Bibai City on Hokkaido, Japan’s northern island, has been working on the White Datacenter Project, a sustainability test site for using snow cooling in summer and venting off heat in the winter into greenhouses. The rest of the year, the data center is cooled by indirect air intake cooling.
In winter Bibai gets plenty of snow, between eight and 11 metres deep, but it has gone by the summer. Some of the townspeople decided it would be good to have snow in the hotter days of the summer and the Bibai Natural Energy Society and International Snow Club was formed.
Mounds of snow
The research group developed a system whereby the winter snow was heaped up into giant mounds and covered with chips of insulating material. In summer the snow melts slowly and the cold water is used for air conditioning systems.
The White Datacenter Project was born from this. In 2014, the New Energy and Industrial Technology Development Organisation (Nedo), a Japanese government R&D organization, offered a five-year grant to investigate how snow removed from urban areas could be used to cool a data center.
In September 2015, a verification laboratory was opened: a single-story, steel-frame data center covering 110.46 sq m and housing 20 racks of hardware. The building is equipped with a cold air intake and snow cooling system. Close by, a food production verification laboratory was built and this comprises a 155.52 sq m greenhouse, a plant factory, and an aquaculture facility.

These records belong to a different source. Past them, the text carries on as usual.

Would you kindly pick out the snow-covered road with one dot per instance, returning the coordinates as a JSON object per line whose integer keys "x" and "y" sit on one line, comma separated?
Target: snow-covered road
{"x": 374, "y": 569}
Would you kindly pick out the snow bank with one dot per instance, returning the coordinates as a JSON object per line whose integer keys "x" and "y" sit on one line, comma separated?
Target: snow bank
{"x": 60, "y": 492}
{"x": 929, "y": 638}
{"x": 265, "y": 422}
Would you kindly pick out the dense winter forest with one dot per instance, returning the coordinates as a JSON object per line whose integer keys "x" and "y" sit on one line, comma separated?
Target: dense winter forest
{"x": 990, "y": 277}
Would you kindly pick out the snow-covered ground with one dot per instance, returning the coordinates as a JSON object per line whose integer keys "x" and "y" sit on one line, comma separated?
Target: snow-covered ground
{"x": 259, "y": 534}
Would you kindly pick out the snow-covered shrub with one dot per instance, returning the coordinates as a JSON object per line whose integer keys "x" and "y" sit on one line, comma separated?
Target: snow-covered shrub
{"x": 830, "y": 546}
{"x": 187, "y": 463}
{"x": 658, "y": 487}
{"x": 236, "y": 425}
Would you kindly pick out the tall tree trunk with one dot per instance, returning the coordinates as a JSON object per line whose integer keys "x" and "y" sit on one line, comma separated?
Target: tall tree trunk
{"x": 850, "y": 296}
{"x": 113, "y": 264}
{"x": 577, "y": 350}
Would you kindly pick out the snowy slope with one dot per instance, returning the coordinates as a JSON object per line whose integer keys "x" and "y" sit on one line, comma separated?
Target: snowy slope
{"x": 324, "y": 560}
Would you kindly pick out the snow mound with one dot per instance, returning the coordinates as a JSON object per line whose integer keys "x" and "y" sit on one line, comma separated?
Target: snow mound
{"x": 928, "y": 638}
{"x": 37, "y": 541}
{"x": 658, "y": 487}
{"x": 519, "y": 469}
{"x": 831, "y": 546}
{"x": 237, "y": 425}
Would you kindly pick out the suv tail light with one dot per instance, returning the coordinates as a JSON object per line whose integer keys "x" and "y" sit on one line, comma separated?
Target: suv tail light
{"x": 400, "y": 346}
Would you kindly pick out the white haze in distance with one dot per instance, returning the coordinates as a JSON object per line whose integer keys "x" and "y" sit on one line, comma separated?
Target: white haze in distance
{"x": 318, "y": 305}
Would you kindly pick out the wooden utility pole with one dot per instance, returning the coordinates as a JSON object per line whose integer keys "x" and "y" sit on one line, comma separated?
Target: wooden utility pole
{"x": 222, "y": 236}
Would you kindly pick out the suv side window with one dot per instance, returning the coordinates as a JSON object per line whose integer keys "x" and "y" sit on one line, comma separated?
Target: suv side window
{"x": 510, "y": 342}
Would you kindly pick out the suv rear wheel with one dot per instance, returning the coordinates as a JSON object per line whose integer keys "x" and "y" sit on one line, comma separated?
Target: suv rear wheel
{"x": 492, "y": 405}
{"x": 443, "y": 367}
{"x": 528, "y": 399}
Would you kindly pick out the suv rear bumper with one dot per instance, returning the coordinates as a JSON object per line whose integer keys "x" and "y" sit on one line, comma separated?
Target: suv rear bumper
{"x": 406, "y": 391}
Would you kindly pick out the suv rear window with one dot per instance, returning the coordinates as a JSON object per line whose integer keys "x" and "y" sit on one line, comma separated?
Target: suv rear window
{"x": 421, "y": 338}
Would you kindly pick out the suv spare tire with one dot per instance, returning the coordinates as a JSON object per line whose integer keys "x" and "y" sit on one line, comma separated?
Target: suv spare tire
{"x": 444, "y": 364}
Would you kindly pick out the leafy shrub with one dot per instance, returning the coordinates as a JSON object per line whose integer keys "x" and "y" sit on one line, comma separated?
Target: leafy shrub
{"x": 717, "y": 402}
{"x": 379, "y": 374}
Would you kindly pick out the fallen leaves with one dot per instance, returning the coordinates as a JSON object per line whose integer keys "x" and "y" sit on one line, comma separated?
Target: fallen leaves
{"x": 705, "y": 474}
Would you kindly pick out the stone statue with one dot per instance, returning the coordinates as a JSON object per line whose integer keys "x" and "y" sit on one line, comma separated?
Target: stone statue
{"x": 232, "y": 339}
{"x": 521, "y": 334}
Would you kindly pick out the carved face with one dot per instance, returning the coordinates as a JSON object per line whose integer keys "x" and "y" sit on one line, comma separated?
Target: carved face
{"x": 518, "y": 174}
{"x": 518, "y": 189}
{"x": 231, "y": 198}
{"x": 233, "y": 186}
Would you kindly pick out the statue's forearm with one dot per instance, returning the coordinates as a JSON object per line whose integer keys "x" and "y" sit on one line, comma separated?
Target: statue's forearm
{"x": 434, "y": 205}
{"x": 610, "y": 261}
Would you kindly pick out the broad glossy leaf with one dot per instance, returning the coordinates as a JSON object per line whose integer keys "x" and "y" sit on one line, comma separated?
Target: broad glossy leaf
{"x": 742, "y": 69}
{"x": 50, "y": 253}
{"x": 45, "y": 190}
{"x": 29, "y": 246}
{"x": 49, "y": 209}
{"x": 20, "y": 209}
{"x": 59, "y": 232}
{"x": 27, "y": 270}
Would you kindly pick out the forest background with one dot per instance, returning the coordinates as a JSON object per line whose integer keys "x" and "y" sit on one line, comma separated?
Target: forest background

In the latter half of last September a heat exchanger system under the snow mound was used to cool the data center. Snow cooling maintained the ambient temperature of the building at 25C without the need for electric air cooling. In February, the indirect air cooling system had taken over and the exhaust heat was used to maintain temperatures in the agricultural buildings. Even in midwinter a minimum temperature of 15C was maintained using server exhaust heat alone.
The initial results of the White Datacenter Project are encouraging (see PUE results table). Scaled up to a 3,000 rack facility and compared with data centers based in Tokyo, 1,000km (620 miles) south of Bibai, the White Datacenter is expected to show improved HVAC charges. The research team reckon this would be approximately 80 percent less than a traditional data center and 54 percent less than one with centrifugal chillers.
The test center is based in Sorachi Industrial Park in Bibai and it is hoped snow cooling will attract several companies to set up larger data centers on the 94 hectares (232 acres) site.